In addition to state “three-strikes” laws, there is a federal counterpart called the Armed Career Criminal Act of 1984. It is meant to provide sentence enhancements for those with prior convictions involving firearms. If you get three such convictions, the ACCA kicks in. The ACCA provides for a 15-year minimum sentence on top of the sentence for the crime itself if you have three prior convictions for a “violent felony” or “serious drug offense,” each of which carries a 10-year maximum sentence.
Recently, in McNeill v. United States, the Supreme Court examined the question of whether the ACCA applied even to crimes where the state legislatures later reduced the sentence. McNeill had been convicted of drug trafficking in North Carolina six different times between 1991 and 1994. At the time of conviction, each crime had a maximum sentence of 10 years. In 1994, North Carolina reduced the sentence for selling cocaine to 38 months and the sentence for possessing cocaine with the intent to sell to 30 months. McNeill argued that since the state reduced the maximum amount of time from 10 years, the ACCA no longer applied. In a unanimous decision, the Supreme Court disagreed, holding that the ACCA did apply.
The Court looked at the plain language of the Act and determined that what mattered was the offense at the time of conviction, not at the time of federal sentencing. If when McNeill was convicted, the penalty was 10 years, then he could not avoid the ACCA just because the state legislature later reduced the penalty.
It is hard to disagree with the Court’s logic, which is that if they adopted McNeill’s argument, some with prior convictions could watch them disappear entirely if the state legislature chose to reduce penalties for the crime. There needs to be some consistency in sentencing, or else law enforcement and the convicted alike will never feel sure of where they stand. Even so, this situation reminds me a little too much of the Federal Sentencing Guidelines. You have a crime (usually involving drug possession) that may not be terribly harmful in the grand scheme of things. Yet the penalty is harsh and unyielding. You may ask whether possessing cocaine (even with the intent to sell) is really on the same level as a violent felony. No matter; for the purpose of sentencing, they are one and the same. At least the North Carolina legislature realized that cocaine possession did not merit such a harsh punishment and reduced it accordingly. Unfortunately, it did so too late for McNeill.

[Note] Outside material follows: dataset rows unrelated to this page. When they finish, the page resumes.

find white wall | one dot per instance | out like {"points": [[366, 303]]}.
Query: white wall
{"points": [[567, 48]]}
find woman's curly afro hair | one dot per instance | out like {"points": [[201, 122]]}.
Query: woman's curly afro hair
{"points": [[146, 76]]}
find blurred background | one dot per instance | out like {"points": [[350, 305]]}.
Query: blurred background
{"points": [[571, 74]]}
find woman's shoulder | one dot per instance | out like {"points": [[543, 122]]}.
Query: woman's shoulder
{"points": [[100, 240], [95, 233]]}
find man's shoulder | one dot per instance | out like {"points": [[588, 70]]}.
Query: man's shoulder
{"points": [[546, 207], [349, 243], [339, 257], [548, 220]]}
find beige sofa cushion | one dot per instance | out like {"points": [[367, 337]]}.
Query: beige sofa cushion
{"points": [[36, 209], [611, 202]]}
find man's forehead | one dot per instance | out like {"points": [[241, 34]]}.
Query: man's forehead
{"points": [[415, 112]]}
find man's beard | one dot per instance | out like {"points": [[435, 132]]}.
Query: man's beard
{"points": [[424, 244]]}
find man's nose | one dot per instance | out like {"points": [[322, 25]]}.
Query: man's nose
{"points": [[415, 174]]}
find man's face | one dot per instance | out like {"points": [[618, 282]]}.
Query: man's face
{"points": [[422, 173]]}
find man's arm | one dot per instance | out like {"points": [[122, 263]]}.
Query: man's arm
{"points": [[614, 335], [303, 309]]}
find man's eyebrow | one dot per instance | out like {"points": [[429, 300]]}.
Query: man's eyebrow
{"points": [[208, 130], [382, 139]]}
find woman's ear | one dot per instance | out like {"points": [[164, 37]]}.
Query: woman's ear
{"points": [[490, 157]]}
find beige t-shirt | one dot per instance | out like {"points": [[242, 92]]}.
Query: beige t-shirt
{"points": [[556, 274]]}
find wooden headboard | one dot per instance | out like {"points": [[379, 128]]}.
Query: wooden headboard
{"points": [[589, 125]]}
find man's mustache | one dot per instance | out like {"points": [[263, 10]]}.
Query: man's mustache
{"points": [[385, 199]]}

Sentencing needs to be consistent, and to carry weight. However, it is unfortunate that in the case of drug possession especially, there is so little room for sensible reconsideration of the penalties. Many have begun to rethink the war on drugs and the laws that have resulted from them. It could be decades, though, before we start to see widespread changes in, or even revocation of, drug laws across the country. Until then, those facing a drug conviction can only hope that a strong federal criminal defense attorney can reduce their charges before they face a sentence subject to the ACCA.